Electron microscopy and morphology. After PD and under isoflurane anesthesia, PBS was rapidly infused through the carotid artery until fluid in the outflow catheter was blood-free in two controls and two Cav-1-KO mice. Thereafter, 20 ml of fixation solution (PBS, 1% formaldehyde, and 2.5% glutaraldehyde) were infused. The abdomen was cut open, and the abdominal wall was carefully dissected and placed in vials with fixation solution. Preparations were kept at 4°C overnight and moved to the same solution without glutaraldehyde, in which they were kept until they were postfixed for 1 h using osmium tetroxide. After dehydration in graded ethanols, the tissues were embedded in Durcupan, and ultrathin sections were cut and contrasted with uranyl acetate and lead citrate. Digital images were obtained in a transmission electron microscope.

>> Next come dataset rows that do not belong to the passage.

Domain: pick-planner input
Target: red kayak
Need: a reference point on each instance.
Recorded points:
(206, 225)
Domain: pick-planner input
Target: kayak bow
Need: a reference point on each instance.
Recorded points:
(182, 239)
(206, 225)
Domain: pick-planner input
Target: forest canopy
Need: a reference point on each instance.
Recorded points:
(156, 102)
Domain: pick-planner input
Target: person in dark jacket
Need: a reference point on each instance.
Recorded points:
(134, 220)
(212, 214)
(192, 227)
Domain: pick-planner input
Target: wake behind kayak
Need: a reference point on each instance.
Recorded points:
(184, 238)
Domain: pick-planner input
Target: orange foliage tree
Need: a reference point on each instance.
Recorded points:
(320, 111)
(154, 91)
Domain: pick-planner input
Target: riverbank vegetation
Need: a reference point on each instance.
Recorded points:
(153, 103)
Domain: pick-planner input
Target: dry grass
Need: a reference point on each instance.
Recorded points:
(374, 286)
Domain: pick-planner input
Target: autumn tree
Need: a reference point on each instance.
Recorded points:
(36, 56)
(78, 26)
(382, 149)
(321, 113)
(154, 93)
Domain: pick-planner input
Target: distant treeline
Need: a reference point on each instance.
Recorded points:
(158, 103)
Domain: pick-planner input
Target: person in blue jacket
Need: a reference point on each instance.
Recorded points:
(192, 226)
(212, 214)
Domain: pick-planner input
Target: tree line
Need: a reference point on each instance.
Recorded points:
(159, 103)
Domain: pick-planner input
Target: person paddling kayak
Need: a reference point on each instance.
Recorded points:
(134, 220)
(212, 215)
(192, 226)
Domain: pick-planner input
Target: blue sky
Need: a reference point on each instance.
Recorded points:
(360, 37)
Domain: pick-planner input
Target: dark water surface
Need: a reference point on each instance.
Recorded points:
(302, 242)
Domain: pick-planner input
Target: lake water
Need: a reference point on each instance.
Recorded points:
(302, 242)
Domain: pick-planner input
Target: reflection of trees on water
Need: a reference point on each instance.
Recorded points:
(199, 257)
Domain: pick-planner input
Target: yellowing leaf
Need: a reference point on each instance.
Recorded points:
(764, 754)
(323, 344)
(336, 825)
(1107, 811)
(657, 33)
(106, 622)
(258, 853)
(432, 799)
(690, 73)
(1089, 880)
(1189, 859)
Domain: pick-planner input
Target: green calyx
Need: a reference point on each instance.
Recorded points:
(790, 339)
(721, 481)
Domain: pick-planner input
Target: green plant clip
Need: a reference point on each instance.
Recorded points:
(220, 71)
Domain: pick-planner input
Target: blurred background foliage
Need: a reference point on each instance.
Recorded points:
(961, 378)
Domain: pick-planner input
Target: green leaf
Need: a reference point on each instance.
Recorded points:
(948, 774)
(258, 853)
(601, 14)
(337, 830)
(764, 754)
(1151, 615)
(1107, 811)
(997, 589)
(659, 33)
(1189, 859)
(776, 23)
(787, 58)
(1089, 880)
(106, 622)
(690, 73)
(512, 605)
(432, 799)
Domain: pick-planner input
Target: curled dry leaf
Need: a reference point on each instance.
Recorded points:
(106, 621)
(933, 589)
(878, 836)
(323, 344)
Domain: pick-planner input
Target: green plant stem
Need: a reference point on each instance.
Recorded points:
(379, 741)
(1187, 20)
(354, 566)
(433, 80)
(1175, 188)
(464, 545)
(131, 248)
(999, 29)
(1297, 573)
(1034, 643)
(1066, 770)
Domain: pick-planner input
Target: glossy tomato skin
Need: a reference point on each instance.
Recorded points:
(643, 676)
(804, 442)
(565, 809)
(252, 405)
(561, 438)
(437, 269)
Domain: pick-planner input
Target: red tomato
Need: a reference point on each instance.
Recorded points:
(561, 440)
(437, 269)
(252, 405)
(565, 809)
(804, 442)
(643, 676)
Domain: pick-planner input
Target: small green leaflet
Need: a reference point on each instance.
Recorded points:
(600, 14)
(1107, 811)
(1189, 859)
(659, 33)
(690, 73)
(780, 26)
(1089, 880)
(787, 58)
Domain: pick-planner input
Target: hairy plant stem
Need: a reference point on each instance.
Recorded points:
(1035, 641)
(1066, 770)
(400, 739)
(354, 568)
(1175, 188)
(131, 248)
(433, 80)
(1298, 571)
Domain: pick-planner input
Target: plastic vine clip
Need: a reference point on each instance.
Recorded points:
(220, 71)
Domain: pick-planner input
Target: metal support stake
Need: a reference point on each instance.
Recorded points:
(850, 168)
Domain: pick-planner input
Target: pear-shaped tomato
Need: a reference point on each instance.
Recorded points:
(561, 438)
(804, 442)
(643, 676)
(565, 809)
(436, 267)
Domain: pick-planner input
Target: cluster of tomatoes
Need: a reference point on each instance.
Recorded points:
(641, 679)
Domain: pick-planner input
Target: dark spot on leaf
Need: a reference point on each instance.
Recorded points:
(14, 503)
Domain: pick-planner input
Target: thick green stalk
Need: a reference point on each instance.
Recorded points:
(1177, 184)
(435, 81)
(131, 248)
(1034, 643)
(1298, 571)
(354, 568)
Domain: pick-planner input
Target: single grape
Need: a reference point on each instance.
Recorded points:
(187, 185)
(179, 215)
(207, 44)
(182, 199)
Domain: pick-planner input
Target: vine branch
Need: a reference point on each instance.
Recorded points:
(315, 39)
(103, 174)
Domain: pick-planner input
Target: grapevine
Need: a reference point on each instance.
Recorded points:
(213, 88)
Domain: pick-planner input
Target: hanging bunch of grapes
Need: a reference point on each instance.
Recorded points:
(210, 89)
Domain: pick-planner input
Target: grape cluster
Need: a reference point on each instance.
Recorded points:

Calculations and statistical analysis. We have chosen to interpret our data in terms of the two-pore model (23), which is relatively simple and straightforward, although other more sophisticated models of capillary permselectivity exist (5). The two-pore model is used daily in software designed to predict and describe the peritoneal exchanges during PD in patients worldwide. Details regarding the two-pore fit and the fiber matrix-pore model are given in the APPENDIX. Clearance calculations were performed as described in previous publications (2, 3, 25, 27) from the mass transfer of tracer per unit time divided by the average plasma concentration of tracer. PS for glucose was averaged from sequential measurements throughout the dwell, setting the sieving coefficient at 0.57. All data are expressed as means ± SE. Statistical differences were analyzed using Mann-Whitney's test on the computer program SPSS 11.0.1 for Macintosh OSX (SPSS, Chicago, IL).


    RESULTS
 TOP
 ABSTRACT
 MATERIALS AND METHODS
 RESULTS
 DISCUSSION
 APPENDIX
 GRANTS
 REFERENCES
 
There were no differences between control and KO-mice regarding hemodynamic parameters. Mean arterial pressure (MAP) was 76 ± 3 for control and 73 ± 6 mmHg for Cav-1-KO mice, whereas heart rate was 550 ± 14 and 549 ± 15 beats/min, respectively.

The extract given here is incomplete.